In his next series of films Griffith began to use panning, lilting and extended the mobility of his camera to create an elevator movement that added to the expressive quality of film.

         Directors who have utilized Griffith’s innovations include Alfred Hitchcock in his 1946 film Notorious. We see it as the camera moves up and down the sweeping staircase of the villain’s mansion. In addition, Orson Welles used a crane to use his camera omnisciently in one of the opening scenes of Citizen Kane wherein the camera goes from the roof of the restaurant to the inside without any cutting taking place.

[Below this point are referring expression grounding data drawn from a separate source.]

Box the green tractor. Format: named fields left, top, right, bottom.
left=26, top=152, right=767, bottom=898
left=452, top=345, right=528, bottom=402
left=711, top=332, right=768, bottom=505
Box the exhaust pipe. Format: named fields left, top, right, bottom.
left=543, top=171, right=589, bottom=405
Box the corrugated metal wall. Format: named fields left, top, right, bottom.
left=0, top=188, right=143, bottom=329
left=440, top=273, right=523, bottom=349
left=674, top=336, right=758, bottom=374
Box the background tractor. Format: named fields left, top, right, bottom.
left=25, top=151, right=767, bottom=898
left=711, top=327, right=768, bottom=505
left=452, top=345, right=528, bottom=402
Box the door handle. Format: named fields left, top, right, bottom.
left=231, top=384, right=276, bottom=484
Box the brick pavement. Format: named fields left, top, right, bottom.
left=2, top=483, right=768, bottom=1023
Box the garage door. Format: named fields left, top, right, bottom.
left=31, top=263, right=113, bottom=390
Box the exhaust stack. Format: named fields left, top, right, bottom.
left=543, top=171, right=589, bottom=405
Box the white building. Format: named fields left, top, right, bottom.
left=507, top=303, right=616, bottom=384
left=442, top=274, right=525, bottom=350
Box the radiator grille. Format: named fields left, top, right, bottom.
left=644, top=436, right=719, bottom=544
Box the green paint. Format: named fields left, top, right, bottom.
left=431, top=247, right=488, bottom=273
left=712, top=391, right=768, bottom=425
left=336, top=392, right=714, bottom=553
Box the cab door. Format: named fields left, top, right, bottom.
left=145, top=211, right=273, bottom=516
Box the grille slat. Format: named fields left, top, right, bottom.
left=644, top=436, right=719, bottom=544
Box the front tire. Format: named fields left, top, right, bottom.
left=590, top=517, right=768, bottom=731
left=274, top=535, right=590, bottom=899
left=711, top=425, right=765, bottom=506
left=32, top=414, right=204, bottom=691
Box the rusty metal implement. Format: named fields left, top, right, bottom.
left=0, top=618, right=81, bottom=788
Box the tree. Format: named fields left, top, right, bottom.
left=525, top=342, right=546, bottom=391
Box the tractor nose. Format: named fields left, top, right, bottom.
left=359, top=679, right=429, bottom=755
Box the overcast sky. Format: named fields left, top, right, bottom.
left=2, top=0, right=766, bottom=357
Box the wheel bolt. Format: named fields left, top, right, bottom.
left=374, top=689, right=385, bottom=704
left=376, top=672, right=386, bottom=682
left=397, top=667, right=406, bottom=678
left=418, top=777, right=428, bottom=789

         Settings and set design also have played an extremely important role in the narrative nature of film. The Italians were some of the first to create big, sweeping sets in the elaborate costuming with an extreme attention to detail. One of the biggest grossing films in Europe in the early period of cinema and which inspired D. W. Griffith’s Judith of Bethusela, was the Italian masterpiece Quo Vadis, directed in 1912 by Enrico Guanzoni. Part of the drawback to what inspired the use of big sets and historical costumes was the Film d’Art movement wherein the camera again became stuck to a fixed point. People who went to movies saw history come alive in front of them. The artistic expression associated with the setting developed more during, believe it or not, the German Expression period. Directors such as Wiene, Rye, and Fritz Lang used simply constructed sets designed and painted to convey a deep sense of emotional darkness. Nosferatu: A Symphony of Horrors would not have been rated one of the scariest movies had it not been for the dark, dank castle with lugubrious shadows and flickering, suspenseful lighting.

         It is though tweaking of lighting and camera work that we have directors that we consider master. It is so because of these innovations that cinema holds the power over the public that it does today.